The success rate of penalty-takers has disappointed me. I felt the odds were stacked in their favour.

But one-on-one has obviously increased the pressure. If you don't have the right mindset, technique will suffer.

Myself? I've taken one and struck a crossbar so maybe it's not as easy as it seems!

If Kilkenny win three in a row, that it will be acclaimed for the achievement it is and not the failings of the rest

Winning one All-Ireland is difficult, winning two takes a very special group but to win three? My hope is that if Kilkenny go on to achieve such success it will be acknowledged for what it is and not for the deficiencies of the chasing pack.

Ger Loughnane's "functional" description has got a bit of traction but you need many more layers than that to defend All-Irelands. If success comes their way it shouldn't be taken for granted outside the county and merely viewed as some rite of passage for Kilkenny.

The lessons of the league semi-final beating will be absorbed.
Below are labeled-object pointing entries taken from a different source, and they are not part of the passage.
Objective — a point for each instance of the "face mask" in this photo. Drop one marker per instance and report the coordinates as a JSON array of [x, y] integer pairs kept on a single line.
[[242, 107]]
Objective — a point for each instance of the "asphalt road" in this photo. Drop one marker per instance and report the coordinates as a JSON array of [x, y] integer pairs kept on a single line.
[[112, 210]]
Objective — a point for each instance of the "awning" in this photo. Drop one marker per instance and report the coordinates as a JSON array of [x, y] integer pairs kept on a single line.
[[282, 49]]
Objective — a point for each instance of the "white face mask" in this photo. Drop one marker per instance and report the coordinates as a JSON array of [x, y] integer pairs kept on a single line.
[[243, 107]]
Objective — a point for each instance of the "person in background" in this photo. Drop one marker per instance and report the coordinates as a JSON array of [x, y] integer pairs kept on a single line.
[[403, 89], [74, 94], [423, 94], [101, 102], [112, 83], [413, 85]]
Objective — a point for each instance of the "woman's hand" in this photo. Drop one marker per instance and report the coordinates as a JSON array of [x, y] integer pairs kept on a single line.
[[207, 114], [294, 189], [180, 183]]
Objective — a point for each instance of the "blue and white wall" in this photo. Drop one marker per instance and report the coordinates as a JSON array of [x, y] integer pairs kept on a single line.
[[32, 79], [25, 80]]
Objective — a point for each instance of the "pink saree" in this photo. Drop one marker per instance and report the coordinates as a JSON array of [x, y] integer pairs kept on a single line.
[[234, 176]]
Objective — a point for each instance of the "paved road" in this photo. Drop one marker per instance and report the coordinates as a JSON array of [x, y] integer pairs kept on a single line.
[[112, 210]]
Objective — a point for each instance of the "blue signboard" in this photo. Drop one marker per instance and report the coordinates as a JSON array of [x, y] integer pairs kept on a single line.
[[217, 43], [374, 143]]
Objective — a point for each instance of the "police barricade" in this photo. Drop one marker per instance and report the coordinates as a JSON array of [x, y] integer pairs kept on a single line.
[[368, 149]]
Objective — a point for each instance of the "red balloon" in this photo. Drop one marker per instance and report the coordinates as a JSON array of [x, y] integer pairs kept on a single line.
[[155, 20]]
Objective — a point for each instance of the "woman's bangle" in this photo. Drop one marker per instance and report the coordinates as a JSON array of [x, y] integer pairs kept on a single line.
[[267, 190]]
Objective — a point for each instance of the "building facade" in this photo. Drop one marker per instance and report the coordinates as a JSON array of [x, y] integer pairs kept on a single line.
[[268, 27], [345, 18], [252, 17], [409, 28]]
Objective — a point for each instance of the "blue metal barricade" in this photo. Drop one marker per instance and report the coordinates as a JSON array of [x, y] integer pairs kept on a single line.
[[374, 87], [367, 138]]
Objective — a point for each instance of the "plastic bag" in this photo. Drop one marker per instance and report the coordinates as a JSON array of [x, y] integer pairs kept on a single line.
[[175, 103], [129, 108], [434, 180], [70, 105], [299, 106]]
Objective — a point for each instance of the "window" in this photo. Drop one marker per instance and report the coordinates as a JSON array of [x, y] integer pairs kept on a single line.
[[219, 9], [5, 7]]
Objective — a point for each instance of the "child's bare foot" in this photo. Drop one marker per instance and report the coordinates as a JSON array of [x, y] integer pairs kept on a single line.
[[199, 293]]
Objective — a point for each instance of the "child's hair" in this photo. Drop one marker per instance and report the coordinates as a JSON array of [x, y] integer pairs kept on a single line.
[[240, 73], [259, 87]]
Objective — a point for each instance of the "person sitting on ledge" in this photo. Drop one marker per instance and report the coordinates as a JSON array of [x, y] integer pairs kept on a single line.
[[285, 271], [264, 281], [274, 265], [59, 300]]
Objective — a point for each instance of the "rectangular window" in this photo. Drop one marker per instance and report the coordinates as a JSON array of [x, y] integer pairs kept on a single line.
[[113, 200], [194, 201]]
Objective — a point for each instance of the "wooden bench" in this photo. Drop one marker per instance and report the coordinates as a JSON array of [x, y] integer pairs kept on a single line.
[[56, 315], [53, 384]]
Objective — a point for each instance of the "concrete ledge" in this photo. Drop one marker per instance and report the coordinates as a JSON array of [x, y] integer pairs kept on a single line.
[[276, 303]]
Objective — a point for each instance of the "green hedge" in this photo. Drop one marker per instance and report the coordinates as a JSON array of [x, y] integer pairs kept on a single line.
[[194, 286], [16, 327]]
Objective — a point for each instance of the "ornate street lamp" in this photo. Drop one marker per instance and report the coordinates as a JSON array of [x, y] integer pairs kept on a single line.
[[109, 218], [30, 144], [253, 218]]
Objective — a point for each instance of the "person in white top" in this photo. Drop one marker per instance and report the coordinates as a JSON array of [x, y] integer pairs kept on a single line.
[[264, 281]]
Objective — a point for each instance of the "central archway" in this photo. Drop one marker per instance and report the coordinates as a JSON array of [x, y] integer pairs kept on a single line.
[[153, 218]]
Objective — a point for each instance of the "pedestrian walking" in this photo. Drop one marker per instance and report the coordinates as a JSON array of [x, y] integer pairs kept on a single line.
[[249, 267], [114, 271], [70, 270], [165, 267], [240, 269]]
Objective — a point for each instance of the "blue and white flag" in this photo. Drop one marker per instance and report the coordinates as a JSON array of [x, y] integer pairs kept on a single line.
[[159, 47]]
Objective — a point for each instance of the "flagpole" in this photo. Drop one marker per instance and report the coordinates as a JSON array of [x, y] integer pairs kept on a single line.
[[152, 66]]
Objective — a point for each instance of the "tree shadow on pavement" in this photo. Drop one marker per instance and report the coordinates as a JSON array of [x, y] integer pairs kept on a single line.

Forewarned is forearmed and the approach to Clare and Waterford, I expect, will be different.

Greater vigilance over off-the-ball fouling

Diarmuid Kirwan was in the eye of the storm last weekend but generally the standard of hurling refereeing is good. I felt Derek McGrath showed a lot of class for what he said in the aftermath. It was clearly a free to Jamie Barron, made worse by the fact that it came at the end of the game.

But at least it wasn't the end of the season like Tipperary experienced in 2009. I'd like to see more vigilance from umpires to what's going on off the ball too. There's far too much restrictive pulling and dragging. Generally, I'd like more consistency and just more common sense from the officials.

Limerick and Wexford making more out of recent U-21 success

Limerick are the current All-Ireland champions, Wexford have won three consecutive Leinster titles. Limerick failed to capitalise on U-21 success before and can't afford to let that happen again this time. Wexford too must cash in on years that yielded successive wins over Kilkenny in the grade.